Research into the design aspects of comorbid behavioral health and medical conditions is ongoing. The following areas of study have lately seen increased activity:
Anti-ligature design. As discussed in the 2016 Design Guide for the Built Environment of Behavioral Health Facilities, published by the National Association of Psychiatric Health Systems, the prevailing paradigm to improve behavioral health environments has focused on mitigating risk of self-harm and harm to others.
The physical environment can reduce the possibility of suicide by eliminating elements such as handles, door hinges, pipes, light fixtures and grab bars that might support hanging or other self-harm.
Because no environment is ever completely safe, it is critical to find an appropriate balance of anti-ligature features in a medical and behavioral health comorbidity patient room.
Healing, calming environment.

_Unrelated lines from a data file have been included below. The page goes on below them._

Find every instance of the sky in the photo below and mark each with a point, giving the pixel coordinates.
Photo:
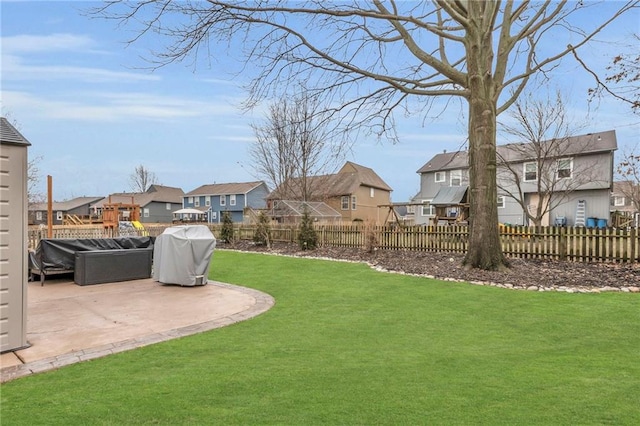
(93, 111)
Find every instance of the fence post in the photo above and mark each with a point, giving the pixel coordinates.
(563, 243)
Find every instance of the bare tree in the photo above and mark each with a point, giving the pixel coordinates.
(293, 144)
(372, 59)
(141, 179)
(528, 169)
(622, 78)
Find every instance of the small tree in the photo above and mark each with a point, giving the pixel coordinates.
(307, 238)
(226, 233)
(141, 179)
(262, 235)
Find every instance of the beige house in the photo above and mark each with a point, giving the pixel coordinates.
(13, 238)
(355, 191)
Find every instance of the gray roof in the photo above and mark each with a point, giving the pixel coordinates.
(450, 195)
(155, 193)
(226, 188)
(575, 145)
(65, 206)
(10, 135)
(297, 208)
(347, 181)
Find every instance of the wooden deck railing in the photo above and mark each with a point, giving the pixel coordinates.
(557, 243)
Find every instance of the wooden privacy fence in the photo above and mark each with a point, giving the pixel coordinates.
(545, 242)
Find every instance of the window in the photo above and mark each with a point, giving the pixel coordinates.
(428, 209)
(530, 172)
(564, 168)
(344, 201)
(456, 178)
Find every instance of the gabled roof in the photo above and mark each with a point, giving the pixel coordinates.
(450, 196)
(347, 181)
(10, 135)
(65, 205)
(226, 188)
(155, 193)
(297, 208)
(575, 145)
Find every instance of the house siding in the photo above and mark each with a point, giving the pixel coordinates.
(13, 239)
(591, 180)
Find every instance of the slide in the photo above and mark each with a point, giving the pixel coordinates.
(139, 227)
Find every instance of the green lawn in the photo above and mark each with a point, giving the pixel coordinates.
(348, 345)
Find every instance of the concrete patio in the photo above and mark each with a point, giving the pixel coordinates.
(68, 323)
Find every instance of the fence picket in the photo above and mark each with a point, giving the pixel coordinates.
(559, 243)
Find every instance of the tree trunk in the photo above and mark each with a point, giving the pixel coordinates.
(485, 250)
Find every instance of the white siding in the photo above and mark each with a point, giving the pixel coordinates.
(13, 249)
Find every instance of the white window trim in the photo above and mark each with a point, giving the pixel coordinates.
(524, 172)
(431, 209)
(455, 174)
(344, 202)
(570, 160)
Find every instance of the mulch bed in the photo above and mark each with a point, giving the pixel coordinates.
(523, 273)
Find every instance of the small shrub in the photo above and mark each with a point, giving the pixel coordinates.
(226, 233)
(307, 237)
(262, 235)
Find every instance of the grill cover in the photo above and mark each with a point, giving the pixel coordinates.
(182, 254)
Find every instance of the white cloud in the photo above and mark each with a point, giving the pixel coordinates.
(26, 43)
(14, 69)
(99, 106)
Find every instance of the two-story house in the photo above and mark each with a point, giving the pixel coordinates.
(215, 199)
(355, 191)
(624, 203)
(563, 181)
(71, 211)
(157, 203)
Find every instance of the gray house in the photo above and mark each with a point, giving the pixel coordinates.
(157, 203)
(13, 238)
(563, 182)
(214, 199)
(74, 210)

Minimizing stress and anxiety may be especially important for patients with behavioral health comorbidities. In a recent study, “Psychiatric ward design can reduce aggressive behavior,” published in the Journal of Environmental Psychology in 2018, Roger Ulrich, et al., found that patient aggression was related to spatial and social density, and a lack of privacy and control.
According to Ulrich’s findings, research evidence suggests that healing behavioral health care environments include private rooms, reduced noise, views of nature and nature art, patient control of the ambient environment and higher levels of daylight exposure.